Health is not just the absence of disease. Health and well-being in the broadest sense are achieved by eliminating social inequalities and ensuring that everyone has access to medical care, enough food, clean water, decent living conditions, basic education and gainful employment. These and other factors are classified as the so-called the ‘social determinants’ of health. Snap-shots of these and other specific indicators are used to determine the conditions of peoples’ lives and can be used to guide governments towards introducing policies that are more equitable. 

Sir Michael Marmot


Such social determinants of health were discussed during an IAMP workshop entitled ‘Promoting action on the social determinants of health’, held in Trieste, Italy, on 3-4 July 2014.
 
Over 35 participants from 25 countries attended  including authorities such as Sir Michael Marmot, director of the University College London Institute of Health Equity (UCL IHE), Jessica Allen and Ruth Bell, respectively deputy director and senior researcher also at UCL IHE, as well as Jo Boufford, president of the Academy of Medicine of New York, Femi Thomas, executive secretary of the National Health Insurance Scheme, Nigeria, Maria Graciela Abriata, coordinator of the Epidemiological Surveillance System and Cancer Report National Cancer Institute, Argentina, and Anthony Calibo, head of the Child Health Division, Department of Health, the Philippines.
 
"The determinants of health can serve as markers of social change," explained Marmot, one of the authors of the World Health Organization’s 2005 report on this issue. "It is therefore important to develop effective systems to monitor these determinants, which frame the level of social inequality." 
 
But we must distinguish between high-income countries (HICs) versus low and middle income countries (LMICs), especially in the field of public health, continued Marmot. HICs show a prevalent increase in non-communicable diseases (NCDs) such as cancer, obesity and diseases associated with smoking, alcohol consumption and lack of exercise. In LMICs, where, unfortunately, even NCDs are on the rise, the economic burden of healthcare is mainly due to infections and diseases related to poor hygiene, poor food and poor water quality as well as poor access to primary education. 
 
"In developing countries,” added Jessica Allen, “poverty causes stress, anxiety and depression which adversely affect the mental health of children – our future generations.”
 
“Therefore” continued Ruth Bell, “we need a global movement that stimulates reflection on these issues.” 

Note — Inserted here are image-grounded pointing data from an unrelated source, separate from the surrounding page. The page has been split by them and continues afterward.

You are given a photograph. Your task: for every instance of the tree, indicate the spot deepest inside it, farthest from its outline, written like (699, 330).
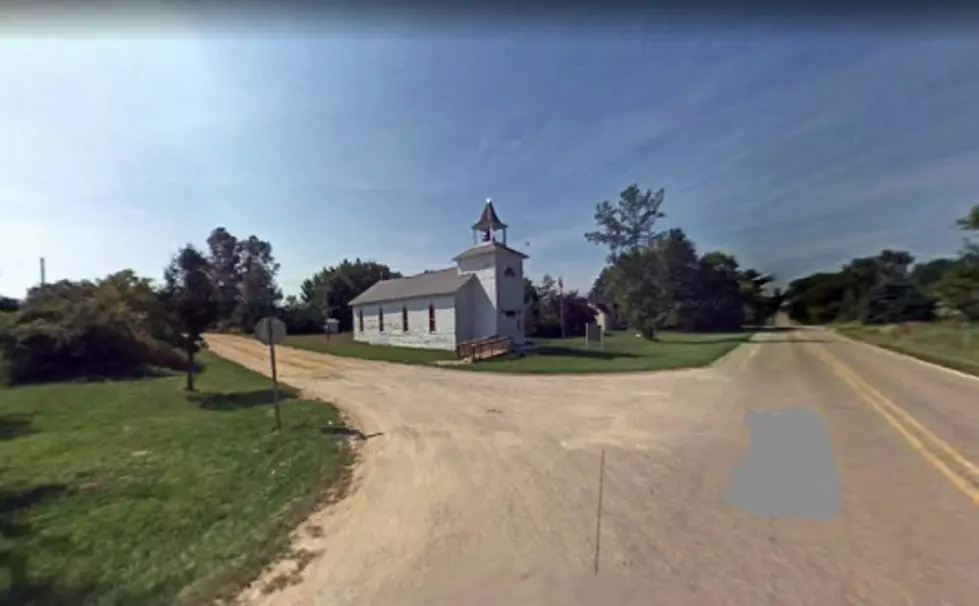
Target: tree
(332, 288)
(110, 328)
(8, 304)
(970, 222)
(192, 301)
(927, 276)
(599, 292)
(628, 226)
(898, 300)
(244, 276)
(224, 255)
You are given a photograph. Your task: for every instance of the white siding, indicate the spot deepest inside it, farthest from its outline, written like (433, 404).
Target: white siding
(498, 294)
(418, 334)
(510, 296)
(484, 320)
(464, 311)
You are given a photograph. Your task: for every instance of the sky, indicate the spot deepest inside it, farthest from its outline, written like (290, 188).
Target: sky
(795, 152)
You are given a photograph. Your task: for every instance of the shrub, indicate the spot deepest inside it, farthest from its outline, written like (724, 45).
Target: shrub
(115, 328)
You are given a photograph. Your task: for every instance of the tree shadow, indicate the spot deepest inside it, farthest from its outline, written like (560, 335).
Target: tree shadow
(704, 341)
(571, 352)
(21, 586)
(240, 399)
(349, 432)
(16, 425)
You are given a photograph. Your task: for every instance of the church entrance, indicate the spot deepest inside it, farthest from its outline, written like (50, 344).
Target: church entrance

The aim of the IAMP workshop was to gather around the same table scientists – who are familiar with the data – and government representatives – who must draft and carry out the policies to initiate social change. The hope is that, by combining the skills, and using the determinants of health as a litmus test of the well-being of nations, governments can initiate concrete actions that will go beyond simple declarations.

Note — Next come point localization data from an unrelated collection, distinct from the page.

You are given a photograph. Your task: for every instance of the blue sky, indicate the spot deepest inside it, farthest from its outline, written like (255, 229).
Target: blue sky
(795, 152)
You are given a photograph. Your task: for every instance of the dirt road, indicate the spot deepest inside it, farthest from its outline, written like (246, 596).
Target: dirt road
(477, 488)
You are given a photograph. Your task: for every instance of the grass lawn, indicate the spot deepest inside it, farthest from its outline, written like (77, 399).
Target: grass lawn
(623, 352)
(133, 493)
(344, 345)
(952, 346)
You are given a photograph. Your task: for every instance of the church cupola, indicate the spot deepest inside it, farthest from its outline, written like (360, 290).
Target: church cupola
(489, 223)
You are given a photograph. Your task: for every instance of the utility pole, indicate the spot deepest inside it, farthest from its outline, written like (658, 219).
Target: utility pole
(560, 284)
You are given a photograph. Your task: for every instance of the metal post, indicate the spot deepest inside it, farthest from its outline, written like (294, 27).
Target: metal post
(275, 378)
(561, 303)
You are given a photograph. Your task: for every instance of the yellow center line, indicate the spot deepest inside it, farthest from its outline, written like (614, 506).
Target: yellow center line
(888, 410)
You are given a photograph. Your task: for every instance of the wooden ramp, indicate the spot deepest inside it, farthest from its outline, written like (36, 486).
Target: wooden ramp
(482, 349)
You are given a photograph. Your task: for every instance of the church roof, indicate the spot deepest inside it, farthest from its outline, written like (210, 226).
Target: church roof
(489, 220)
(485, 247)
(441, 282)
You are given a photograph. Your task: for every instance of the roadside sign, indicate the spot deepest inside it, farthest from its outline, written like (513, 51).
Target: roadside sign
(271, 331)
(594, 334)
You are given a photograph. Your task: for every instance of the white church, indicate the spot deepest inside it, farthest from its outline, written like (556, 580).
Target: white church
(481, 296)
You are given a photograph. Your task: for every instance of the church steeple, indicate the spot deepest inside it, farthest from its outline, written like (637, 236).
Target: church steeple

A summary of the workshop appeared in the local Trieste newspaper, Il Piccolo which attracted the attention of local delegates. In addition, IAMP coordinator Peter McGrath and Paolo Villari, professor of hygiene, Department of Public Health and Infectious Diseases, Sapienza University of Rome, Italy, both appeared in a 30-minute interview on local television to explain the workshop and the importance of the social determinants of health.
 
Concrete outputs of the workshop will be available in due course, and are likely to include documents calling for action by governments and other stakeholders (including a review of our knowledge of the social determinants of health and their impact on inequity), as well as possible regional versions of this training workshop that can reach a wider audience with regards to more countries and greater participation of government officials.